The Board’s Corporate Governance Role
Legally boards are required by law to ensure that the organization is able to fulfill its mission and has a well-thought-out strategy and doesn’t get into financial or legal problems. However, the method by which boards take on the exercise of their duties can differ dramatically and is largely dependent on the situation of the business.
Boards often commit the blunders of becoming too involved in operational issues that should be left to management or they are unclear about their legal liability for decisions and actions made on behalf of an organisation. This confusion often results from not keeping up with ever-changing demands placed on boards, or from unanticipated issues like unexpected staff resignations and financial crises. This can usually be resolved by taking the time to discuss the issues facing directors and providing them with simple written materials and an orientation.
Another common error occurs when the board is able to delegate too much power and not be able to review the issues it has given to others. (Except for the tiniest NPOs).
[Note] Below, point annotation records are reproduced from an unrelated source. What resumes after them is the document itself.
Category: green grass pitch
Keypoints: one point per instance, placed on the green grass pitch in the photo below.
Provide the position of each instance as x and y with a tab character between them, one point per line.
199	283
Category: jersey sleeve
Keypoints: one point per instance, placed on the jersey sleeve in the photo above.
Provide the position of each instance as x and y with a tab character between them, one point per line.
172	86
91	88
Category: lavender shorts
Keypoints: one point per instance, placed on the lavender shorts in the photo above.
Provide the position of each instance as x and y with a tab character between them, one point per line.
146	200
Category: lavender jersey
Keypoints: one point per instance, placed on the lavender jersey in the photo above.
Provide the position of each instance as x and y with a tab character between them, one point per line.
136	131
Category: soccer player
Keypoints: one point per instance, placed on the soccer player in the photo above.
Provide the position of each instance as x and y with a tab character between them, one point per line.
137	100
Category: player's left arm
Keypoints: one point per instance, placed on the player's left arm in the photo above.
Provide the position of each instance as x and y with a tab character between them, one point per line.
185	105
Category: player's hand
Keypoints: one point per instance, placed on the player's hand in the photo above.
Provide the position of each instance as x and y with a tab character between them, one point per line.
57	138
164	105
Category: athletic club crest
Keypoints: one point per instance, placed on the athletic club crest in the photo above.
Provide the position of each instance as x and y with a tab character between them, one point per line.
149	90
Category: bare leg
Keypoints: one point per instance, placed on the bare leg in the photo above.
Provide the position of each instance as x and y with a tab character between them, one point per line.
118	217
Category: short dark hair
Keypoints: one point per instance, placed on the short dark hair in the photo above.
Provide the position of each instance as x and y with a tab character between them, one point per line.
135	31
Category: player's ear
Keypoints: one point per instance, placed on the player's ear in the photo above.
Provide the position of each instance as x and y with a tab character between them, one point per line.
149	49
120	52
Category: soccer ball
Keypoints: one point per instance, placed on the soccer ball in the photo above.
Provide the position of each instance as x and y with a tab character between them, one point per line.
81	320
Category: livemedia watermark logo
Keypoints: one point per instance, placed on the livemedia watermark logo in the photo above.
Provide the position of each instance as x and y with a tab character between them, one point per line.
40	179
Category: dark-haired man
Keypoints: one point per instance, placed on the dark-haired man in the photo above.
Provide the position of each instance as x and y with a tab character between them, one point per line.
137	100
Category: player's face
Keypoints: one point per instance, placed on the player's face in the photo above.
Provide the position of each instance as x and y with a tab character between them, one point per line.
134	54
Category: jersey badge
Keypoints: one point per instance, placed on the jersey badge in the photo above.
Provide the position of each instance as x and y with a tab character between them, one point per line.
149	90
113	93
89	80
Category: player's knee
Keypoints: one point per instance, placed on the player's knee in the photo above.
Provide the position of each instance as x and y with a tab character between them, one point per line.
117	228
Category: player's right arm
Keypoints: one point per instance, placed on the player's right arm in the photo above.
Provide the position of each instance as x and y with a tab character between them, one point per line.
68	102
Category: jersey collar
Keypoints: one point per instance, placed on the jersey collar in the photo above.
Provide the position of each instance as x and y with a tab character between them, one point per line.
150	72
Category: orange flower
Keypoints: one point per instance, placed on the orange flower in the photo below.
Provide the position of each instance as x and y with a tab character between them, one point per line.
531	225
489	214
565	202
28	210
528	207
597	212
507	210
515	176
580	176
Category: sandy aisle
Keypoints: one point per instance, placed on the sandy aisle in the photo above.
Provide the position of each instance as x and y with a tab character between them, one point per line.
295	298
In this scenario the board is unable to perform its evaluation function and is unable to determine whether the operational activities are contributing to the satisfactory performance of the company.
The board also needs to develop an organizational structure for governance, including how it will interact with the general manager or CEO. This includes setting the frequency of board meetings and how board members will be selected and removed, as well as the manner in which decisions are made. The board also needs to develop information systems that can provide information on the past and future performance to help them make decisions.